ビリー君は赤色のフルーティーな血を全身から吹き出し、ミイラのような身体がさらに白骨死体みたいな身体に変貌した。
俺は、水分が抜けてぺらっぺらになったビリー君をゴミの山に投げ捨てる。
「怪物さんは、やっぱり怪物だったんですね」
ずっと脚にしがみついて安全圏から見物してたガキが何か言ってる。
一瞬の希望をビリー君に与えたお前の方が、俺はもっとむごいと思うけどな。
「これからはこんなのが日常茶飯事になるぞ」
肩を回しながら俺は歩きだした。
とりあえず隣町まで移動して、そこで宿でも取るか。
「楽しみです。次はどんな刺客さんがやってくるのでしょうね!」
フランは俺の隣を歩きながら綺麗な髪をなびかせた。
不気味なガキだ。
俺が言うのもなんだが、どうしてそんなに生き急ぐ?
考えても答えは出なかった。
どうでもいいか。
「はぁーあ。ねっむ」
早く眠りたくなった俺はガキを再び担いだ。
ガキの足を待ってたら次の町まで数時間はかかっちまう。
俺が運んだほうがはやい。
「私、お腹がすきました。怪物さん、空を飛んで鳥を捕まえてください。焼き鳥にしましょう」
飛んできたのは理不尽な要求。
「んなことできるか」
俺はそれを間髪入れず拒否した。
このガキは俺のことを一体なんだと思っているのか。
ふと、そんな疑問が頭に浮かんだ。
ガキと一緒にいるとこっちまで疑問ばかりになってしまう。
よくないな。
考え過ぎは俺の性に合わない。
頭を振ると、次の街まで急いだ。
その間にも数人の賞金稼ぎに出くわし片っ端から片付けたが、残念ながら、強いやつはいなかった。

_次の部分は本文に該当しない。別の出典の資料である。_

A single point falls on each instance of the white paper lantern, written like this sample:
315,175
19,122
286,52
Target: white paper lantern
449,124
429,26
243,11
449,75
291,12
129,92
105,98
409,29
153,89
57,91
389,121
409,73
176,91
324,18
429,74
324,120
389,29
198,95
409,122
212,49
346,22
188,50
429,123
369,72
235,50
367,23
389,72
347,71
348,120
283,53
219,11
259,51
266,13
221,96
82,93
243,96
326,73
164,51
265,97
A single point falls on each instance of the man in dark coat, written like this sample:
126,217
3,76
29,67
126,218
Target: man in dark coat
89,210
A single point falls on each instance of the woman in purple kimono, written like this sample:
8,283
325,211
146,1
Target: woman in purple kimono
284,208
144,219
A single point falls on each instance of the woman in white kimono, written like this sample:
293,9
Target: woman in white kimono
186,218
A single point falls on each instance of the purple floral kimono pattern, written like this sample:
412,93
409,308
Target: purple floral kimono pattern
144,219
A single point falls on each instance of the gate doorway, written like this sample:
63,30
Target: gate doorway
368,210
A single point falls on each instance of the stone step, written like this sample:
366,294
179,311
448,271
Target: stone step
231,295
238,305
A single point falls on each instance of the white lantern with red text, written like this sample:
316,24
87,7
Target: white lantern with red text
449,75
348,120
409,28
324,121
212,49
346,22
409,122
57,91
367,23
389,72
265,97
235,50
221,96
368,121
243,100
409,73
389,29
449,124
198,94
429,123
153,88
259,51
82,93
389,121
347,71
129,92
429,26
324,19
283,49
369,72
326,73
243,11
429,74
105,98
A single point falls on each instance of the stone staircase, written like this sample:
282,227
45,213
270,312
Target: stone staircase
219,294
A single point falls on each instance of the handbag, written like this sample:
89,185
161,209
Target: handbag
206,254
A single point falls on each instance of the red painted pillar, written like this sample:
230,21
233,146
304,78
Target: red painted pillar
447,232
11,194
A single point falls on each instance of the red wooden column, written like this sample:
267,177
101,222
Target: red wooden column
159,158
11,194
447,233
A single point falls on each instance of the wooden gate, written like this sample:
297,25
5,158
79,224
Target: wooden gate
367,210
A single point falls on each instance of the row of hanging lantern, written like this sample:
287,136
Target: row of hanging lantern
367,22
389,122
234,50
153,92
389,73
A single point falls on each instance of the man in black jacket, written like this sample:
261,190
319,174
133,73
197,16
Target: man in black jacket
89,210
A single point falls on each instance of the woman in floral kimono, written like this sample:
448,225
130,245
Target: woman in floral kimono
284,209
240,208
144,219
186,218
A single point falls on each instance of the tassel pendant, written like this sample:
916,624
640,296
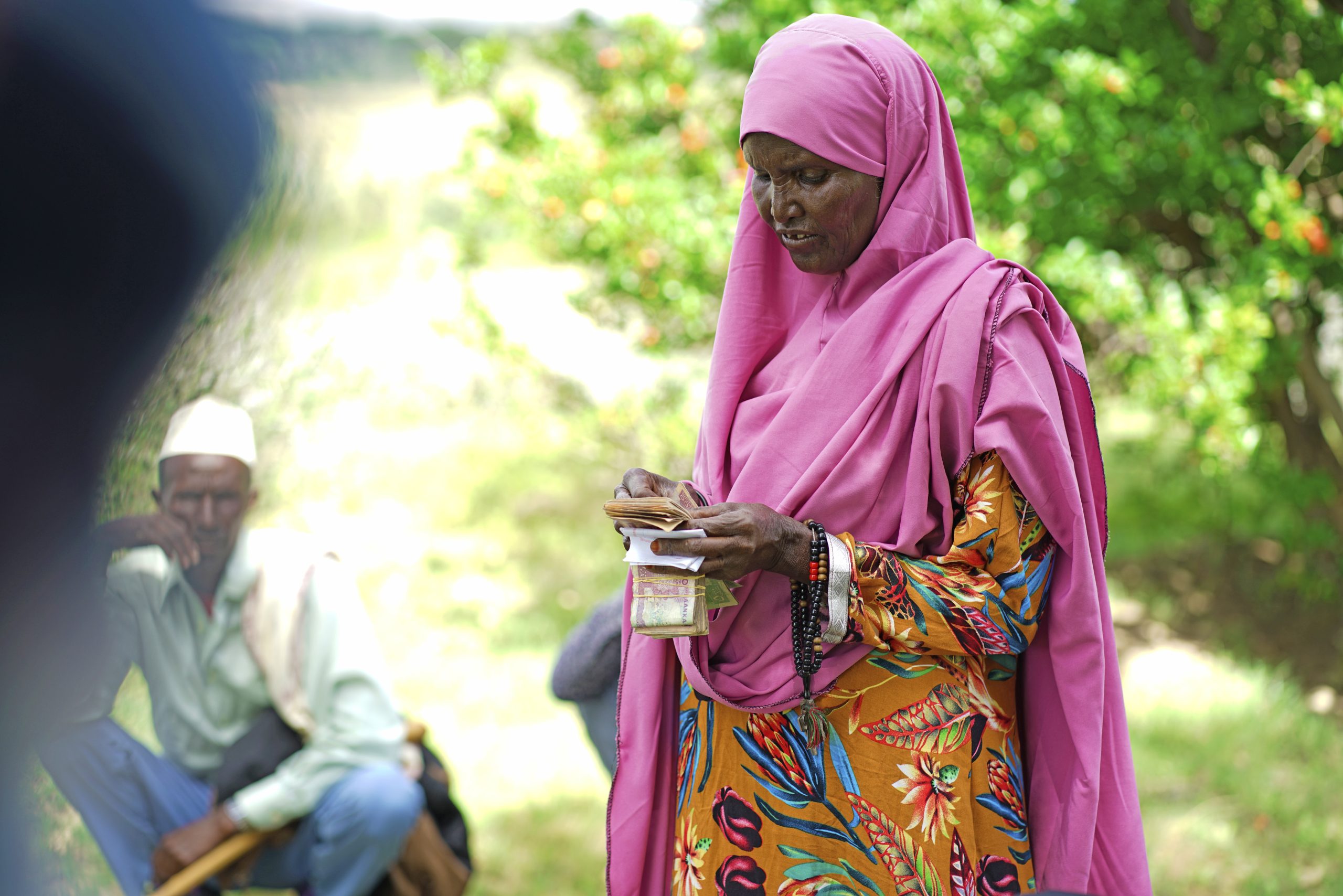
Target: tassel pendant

近場にいた奴らが適当に集まってきたせいなのか、準備不足も甚だしく、俺の拳にワンパンでノックアウトされた。
俺が、「まあ、初日はこんなもんか」と拳についた血を拭っていると、フランから料理の注文が。
俺はため息をつきながらも気絶した賞金稼ぎたちを起こして、再び地獄を見せることにした。
再び目覚めたときのやつらの顔といったら傑作だったな。
人間ってのはあんな一瞬で顔色を変えられるものなのかと、いい勉強になった。
そんな賞金稼ぎたちをどう調理したのか。
ガキからの注文はかなりバリエーション豊富だったが、眠すぎてなにしたか忘れた。
適当な宿を取ったので、今日はもう寝ることにする。